Pertamina Patra Niaga President Director Mars Ega Legowo Putra said the company had successfully docked two fuel tankers at the main fuel terminal serving Medan and surrounding districts, easing immediate supply concerns. “As a result of our meeting, we will increase the number of stations operating 24 hours to around 60, and we will add more if we see that up to 90 stations can run around the clock,” he said.
The government also allowed Pertamina more flexibility to move fuel allocations between districts within the same province to reflect sudden shifts in traffic patterns as vehicles were diverted from damaged main roads to alternative routes. Officials said this policy was designed to prevent shortages in new bottleneck areas where trucks and buses were now concentrated.
The focus on rapid restoration of fuel and power drew praise from the Public Policy Study Centre Puskepi, which has long monitored the performance of state owned utilities. Director Sofyano Zakaria said the presence of Pertamina and PLN teams on the ground had become a critical pillar of the broader humanitarian response.
“The presence of the two state owned energy companies in the field has had a significant impact,” Sofyano said in a written statement. He noted that Pertamina had moved to add distribution trucks, activate emergency service points and secure energy supplies for vital facilities in and around the disaster zone.
Sofyano said PLN teams had worked to repair damaged power lines, evacuate inundated installations and deploy generators to critical sites such as hospitals and command posts. “These restoration efforts have been carried out alongside the distribution of humanitarian aid, including logistical assistance and technical support for residents directly affected by the disaster,” he said.
He argued that the speed and visibility of the energy companies’ work reflected a broader public service mandate. “Their readiness and responsiveness in helping restore energy distribution is a form of the state's responsibility to ensure that people's basic needs continue to be met,” Sofyano said, urging that coordination be maintained through the recovery period.

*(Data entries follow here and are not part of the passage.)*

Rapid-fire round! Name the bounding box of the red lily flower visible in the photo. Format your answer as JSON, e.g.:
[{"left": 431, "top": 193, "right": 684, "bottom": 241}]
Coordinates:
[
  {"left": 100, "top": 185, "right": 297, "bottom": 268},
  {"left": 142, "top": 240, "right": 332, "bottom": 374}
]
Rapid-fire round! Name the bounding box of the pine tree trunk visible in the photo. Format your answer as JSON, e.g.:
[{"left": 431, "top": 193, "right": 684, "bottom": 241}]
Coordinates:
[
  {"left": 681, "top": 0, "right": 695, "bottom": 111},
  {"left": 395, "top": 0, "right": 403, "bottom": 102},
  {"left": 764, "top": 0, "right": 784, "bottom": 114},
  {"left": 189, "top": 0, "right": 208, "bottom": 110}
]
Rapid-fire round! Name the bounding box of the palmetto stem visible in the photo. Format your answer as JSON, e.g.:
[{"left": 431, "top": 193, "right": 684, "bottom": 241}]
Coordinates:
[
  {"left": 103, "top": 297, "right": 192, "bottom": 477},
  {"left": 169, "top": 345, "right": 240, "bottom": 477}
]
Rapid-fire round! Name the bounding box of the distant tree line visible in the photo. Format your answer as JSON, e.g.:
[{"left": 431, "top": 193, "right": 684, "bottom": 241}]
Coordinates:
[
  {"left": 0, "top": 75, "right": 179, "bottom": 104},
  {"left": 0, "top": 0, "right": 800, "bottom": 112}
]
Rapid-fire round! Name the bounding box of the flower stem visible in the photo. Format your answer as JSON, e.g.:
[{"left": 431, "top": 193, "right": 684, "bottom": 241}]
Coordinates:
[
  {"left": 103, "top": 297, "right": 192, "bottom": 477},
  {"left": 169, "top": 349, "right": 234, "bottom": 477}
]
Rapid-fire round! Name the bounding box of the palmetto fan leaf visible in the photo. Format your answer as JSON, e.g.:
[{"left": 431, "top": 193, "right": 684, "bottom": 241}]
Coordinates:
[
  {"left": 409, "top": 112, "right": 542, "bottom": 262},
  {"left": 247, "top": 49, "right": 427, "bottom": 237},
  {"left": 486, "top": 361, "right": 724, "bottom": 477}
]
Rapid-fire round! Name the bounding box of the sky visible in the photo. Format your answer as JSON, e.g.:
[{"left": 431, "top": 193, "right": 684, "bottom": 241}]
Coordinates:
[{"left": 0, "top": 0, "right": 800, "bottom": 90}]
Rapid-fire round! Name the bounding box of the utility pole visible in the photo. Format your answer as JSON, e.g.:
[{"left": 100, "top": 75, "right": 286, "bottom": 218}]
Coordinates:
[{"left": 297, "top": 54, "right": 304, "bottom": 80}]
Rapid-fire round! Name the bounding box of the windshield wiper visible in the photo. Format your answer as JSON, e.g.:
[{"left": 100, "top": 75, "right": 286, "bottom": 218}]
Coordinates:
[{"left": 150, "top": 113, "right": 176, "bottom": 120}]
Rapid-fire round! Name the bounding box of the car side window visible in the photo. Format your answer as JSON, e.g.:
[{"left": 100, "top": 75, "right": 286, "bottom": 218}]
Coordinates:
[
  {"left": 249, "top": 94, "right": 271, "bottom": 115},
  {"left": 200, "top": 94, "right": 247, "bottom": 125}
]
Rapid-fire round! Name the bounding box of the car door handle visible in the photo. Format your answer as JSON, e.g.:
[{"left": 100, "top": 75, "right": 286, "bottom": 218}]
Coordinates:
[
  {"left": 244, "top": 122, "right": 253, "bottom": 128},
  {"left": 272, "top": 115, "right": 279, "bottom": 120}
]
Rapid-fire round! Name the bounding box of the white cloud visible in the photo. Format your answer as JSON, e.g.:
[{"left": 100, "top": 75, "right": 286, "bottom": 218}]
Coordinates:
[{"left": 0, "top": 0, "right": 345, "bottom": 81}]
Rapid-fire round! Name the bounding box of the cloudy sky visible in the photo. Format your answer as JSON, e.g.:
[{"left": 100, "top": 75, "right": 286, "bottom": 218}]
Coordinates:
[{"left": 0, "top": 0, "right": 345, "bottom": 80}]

“Strengthening coordination across institutions must continue so that the recovery process becomes more effective and even,” he said. “This recovery is about more than just turning the power and fuel back on; it concerns the lives, safety and hopes of people at a critical moment.”
As rainfall persisted over some catchment areas and river levels remained high, BNPB warned that the risk of further landslides and flash floods had not yet subsided. The agency said search and rescue teams, medical units and logistics personnel would stay in the field, even as national and local governments shifted gradually from the emergency phase into planning for long term reconstruction.